Another issue that I have not explored in this review is that of gender representation. Do we ever stop and think about the author of artifacts displayed in a museum in terms of gender? If most of the historical objects that have survived the onslaught of time have been created by male artists and their atelier, how do we find evidences of women artists? Where is their work represented? Do museums ever make a conscious effort to display artifacts created by women? What are the subjects of such work? Are the subjects gendered in nature? Moreover, we also need to understand how the female gender looks at an artifact, when allowed the freedom of the gaze.
As for an art gallery, – do the works exhibited show any kind of gender parity or partiality? Are they a-gendered because of a certain post-modernist tendency to view art works as points of individuality and not gender?

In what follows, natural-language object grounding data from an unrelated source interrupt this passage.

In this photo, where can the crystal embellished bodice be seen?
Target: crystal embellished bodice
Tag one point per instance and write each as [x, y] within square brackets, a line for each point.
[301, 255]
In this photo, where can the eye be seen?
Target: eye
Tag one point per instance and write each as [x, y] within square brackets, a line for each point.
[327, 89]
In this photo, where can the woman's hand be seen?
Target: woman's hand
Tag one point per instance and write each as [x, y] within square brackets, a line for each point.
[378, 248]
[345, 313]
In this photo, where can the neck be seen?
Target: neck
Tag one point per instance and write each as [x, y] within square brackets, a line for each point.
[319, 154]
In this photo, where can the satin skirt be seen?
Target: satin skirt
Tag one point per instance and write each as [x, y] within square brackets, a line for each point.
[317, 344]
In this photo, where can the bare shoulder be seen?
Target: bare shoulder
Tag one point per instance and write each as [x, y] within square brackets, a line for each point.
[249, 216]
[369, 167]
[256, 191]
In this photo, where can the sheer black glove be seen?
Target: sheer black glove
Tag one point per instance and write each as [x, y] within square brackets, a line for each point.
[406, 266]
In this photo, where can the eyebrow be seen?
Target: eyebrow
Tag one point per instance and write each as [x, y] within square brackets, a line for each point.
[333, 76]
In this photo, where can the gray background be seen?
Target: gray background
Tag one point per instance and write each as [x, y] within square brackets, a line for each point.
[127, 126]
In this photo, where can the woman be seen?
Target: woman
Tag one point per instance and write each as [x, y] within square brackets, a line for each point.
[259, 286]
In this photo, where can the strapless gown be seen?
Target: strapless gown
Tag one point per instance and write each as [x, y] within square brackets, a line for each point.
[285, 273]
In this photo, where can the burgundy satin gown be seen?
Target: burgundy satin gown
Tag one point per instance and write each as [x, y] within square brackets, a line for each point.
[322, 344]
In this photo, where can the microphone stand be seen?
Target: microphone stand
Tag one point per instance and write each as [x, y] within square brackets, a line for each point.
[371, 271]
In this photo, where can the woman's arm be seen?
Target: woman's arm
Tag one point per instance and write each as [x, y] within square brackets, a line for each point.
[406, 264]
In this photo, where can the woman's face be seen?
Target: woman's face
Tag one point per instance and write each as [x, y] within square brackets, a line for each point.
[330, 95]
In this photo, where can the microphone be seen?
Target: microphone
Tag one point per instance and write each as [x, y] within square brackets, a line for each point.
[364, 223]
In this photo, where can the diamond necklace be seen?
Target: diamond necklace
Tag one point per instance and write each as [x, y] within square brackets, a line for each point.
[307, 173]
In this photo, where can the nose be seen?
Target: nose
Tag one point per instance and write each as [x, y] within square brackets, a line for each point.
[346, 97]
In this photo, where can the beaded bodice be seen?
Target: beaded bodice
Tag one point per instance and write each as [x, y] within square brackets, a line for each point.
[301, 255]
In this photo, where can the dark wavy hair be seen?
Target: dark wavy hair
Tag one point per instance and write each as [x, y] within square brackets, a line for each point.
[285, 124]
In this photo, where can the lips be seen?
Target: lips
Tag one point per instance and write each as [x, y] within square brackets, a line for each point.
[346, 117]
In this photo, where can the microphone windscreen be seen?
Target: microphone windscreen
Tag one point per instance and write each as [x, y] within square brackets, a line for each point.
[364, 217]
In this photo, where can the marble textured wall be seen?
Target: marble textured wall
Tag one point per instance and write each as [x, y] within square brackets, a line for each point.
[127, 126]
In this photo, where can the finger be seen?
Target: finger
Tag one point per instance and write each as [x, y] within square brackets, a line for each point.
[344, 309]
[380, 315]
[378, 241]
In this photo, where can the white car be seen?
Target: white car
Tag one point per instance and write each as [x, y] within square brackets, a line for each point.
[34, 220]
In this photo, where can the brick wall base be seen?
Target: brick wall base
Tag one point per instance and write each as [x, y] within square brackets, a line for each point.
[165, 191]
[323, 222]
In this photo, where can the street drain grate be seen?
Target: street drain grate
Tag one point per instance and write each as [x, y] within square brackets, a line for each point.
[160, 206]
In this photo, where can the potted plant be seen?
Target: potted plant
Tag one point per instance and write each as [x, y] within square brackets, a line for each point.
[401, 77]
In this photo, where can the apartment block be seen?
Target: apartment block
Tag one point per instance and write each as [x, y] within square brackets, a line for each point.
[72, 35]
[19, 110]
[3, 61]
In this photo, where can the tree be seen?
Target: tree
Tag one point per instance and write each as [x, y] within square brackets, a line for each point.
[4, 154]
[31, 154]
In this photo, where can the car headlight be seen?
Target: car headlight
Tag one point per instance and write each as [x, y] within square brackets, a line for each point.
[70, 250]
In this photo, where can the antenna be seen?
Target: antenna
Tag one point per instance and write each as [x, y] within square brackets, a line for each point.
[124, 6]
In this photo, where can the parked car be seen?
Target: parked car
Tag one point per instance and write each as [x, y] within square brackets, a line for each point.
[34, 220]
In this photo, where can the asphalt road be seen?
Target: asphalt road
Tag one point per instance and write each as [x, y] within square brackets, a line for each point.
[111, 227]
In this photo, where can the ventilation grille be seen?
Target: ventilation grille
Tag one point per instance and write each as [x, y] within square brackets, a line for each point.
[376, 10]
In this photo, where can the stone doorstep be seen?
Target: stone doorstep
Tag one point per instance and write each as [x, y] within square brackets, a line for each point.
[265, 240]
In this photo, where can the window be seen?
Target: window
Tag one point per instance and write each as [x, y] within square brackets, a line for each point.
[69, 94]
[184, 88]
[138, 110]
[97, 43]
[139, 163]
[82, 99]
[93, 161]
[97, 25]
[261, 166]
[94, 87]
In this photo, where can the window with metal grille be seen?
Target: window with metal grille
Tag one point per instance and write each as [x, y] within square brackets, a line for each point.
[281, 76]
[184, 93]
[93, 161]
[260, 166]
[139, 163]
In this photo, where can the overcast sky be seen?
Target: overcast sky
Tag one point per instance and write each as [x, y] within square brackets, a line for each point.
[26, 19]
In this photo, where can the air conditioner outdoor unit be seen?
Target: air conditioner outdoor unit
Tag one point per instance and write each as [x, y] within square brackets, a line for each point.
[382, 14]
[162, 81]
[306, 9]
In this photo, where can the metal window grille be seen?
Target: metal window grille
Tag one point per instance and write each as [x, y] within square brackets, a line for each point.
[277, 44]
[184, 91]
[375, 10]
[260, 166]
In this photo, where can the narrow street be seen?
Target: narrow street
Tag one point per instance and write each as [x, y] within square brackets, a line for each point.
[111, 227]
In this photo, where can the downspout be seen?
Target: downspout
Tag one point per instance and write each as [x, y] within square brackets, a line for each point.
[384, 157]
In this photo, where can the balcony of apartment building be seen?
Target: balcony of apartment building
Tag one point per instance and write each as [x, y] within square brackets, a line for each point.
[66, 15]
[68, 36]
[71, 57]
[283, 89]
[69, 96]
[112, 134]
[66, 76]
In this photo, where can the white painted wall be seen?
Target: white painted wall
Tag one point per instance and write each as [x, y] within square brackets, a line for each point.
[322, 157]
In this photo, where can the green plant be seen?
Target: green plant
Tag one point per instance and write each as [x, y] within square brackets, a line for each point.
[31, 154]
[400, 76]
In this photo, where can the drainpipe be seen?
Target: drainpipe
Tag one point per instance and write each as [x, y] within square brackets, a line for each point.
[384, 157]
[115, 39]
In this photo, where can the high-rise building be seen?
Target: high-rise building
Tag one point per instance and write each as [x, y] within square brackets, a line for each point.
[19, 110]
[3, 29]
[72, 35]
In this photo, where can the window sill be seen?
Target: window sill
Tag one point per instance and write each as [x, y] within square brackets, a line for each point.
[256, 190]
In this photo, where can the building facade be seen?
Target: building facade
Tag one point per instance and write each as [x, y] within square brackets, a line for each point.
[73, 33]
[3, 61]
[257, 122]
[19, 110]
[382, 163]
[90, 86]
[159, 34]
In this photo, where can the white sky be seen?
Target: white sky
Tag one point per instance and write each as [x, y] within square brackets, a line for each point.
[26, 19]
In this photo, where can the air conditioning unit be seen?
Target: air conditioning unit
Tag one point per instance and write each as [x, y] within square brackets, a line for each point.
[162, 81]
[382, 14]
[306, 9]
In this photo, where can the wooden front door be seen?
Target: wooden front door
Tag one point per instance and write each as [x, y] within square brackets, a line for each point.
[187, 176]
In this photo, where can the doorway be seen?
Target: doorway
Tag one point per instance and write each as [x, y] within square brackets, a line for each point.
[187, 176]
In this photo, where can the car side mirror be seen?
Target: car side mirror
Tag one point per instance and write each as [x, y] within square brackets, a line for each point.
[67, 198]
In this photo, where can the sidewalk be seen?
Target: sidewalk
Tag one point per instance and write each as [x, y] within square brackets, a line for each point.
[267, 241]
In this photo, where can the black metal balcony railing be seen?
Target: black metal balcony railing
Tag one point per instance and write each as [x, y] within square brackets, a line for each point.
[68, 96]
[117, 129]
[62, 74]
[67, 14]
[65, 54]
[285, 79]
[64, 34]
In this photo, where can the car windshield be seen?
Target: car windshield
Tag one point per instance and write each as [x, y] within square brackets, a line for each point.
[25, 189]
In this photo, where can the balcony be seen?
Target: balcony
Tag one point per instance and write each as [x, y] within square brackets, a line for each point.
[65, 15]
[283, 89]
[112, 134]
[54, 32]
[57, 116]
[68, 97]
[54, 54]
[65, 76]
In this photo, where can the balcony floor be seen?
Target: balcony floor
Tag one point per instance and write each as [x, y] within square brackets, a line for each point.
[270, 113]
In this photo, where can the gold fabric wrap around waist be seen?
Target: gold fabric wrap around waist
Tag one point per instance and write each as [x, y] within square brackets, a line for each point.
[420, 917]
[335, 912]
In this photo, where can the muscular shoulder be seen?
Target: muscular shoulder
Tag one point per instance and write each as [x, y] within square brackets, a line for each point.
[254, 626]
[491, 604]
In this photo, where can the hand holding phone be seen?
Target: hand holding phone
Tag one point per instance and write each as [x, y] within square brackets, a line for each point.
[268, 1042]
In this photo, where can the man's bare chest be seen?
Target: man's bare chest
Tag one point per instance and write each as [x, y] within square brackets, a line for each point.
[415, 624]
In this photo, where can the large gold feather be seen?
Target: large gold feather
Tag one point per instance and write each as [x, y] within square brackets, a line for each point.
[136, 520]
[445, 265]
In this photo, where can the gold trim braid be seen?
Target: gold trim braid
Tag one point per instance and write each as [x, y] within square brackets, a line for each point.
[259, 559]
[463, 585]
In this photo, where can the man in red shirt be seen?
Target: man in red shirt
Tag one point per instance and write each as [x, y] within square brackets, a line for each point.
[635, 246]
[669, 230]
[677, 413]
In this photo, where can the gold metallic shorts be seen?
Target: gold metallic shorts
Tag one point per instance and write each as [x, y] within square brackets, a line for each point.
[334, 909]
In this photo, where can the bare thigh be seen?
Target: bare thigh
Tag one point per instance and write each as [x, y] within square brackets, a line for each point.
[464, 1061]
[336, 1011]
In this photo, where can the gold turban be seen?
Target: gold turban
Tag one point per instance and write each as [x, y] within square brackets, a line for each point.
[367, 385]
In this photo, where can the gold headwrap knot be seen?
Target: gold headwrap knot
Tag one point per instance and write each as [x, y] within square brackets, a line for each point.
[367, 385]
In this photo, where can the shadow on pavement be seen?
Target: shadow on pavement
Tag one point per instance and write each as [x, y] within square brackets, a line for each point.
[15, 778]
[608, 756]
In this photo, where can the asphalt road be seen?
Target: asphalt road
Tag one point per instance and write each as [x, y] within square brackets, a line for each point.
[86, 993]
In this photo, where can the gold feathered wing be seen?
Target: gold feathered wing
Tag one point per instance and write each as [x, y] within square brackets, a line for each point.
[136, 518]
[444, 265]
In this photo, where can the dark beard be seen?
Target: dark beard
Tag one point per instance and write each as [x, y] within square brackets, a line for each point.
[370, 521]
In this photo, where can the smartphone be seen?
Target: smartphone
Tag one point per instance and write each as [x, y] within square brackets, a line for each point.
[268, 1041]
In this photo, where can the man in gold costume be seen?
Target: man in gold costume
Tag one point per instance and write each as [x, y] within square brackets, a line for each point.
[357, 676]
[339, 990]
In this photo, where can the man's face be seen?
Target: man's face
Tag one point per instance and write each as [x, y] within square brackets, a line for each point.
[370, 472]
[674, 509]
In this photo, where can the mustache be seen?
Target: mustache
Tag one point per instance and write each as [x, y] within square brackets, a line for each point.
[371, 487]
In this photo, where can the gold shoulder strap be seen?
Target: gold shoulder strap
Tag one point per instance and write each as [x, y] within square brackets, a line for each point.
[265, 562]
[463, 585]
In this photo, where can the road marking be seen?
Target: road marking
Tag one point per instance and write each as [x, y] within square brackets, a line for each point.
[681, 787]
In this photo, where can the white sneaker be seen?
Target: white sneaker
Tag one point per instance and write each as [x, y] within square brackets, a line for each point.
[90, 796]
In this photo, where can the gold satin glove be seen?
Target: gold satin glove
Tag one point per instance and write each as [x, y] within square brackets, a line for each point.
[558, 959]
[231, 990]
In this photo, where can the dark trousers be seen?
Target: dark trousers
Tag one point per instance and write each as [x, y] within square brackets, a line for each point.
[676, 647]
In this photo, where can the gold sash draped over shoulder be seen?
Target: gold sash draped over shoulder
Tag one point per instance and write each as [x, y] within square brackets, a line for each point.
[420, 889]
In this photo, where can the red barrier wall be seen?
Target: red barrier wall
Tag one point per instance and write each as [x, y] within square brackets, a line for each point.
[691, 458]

Imagine if a cartoon of Britney Spears is the only thing that survives from the vast repertoire of comic strips, hundred years hence. Do you think that people in 2100 would see that comic strip in a gallery of an American museum and consider Spears as the single most influential pop icon of the 21st century, or even of the modern era?
Consider what Eilean Hooper-Greenhill has to say: “It is becoming clear that museum curators have worked from within their own world views and have assumed that visitors share the values, the assumptions, and the intellectual pre-occupations that have guided not only the choice and presentation of exhibitions, but also, fundamentally, the selection and acquisition of objects.”
As the opportunities and demand for exhibitions have increased, so too has the need for a broader understanding of where exhibition ideas come from, how exhibitions are developed, what the choices are with regards to approach, who makes these choices, what exhibitions cost and what benefits can reasonably be expected from exhibitions in terms of engaging the public, creating new knowledge and the impact on museum finances. How does exhibition making keep pace with the escalation both of discipline-based research and public expectations for involvement, information, entertainment and accountability?
For the very same reasons, we need to ‘view’ museum exhibitions with a bit of objectivity. These objects are chosen for display by curators, who come with their own idiosyncrasies, prejudices and worldview and therefore, might not be able to provide all visitors with the one Truth. In such a context, I am left confused as to whether art galleries can be compared objectively and point to point to a museum on the same parameters.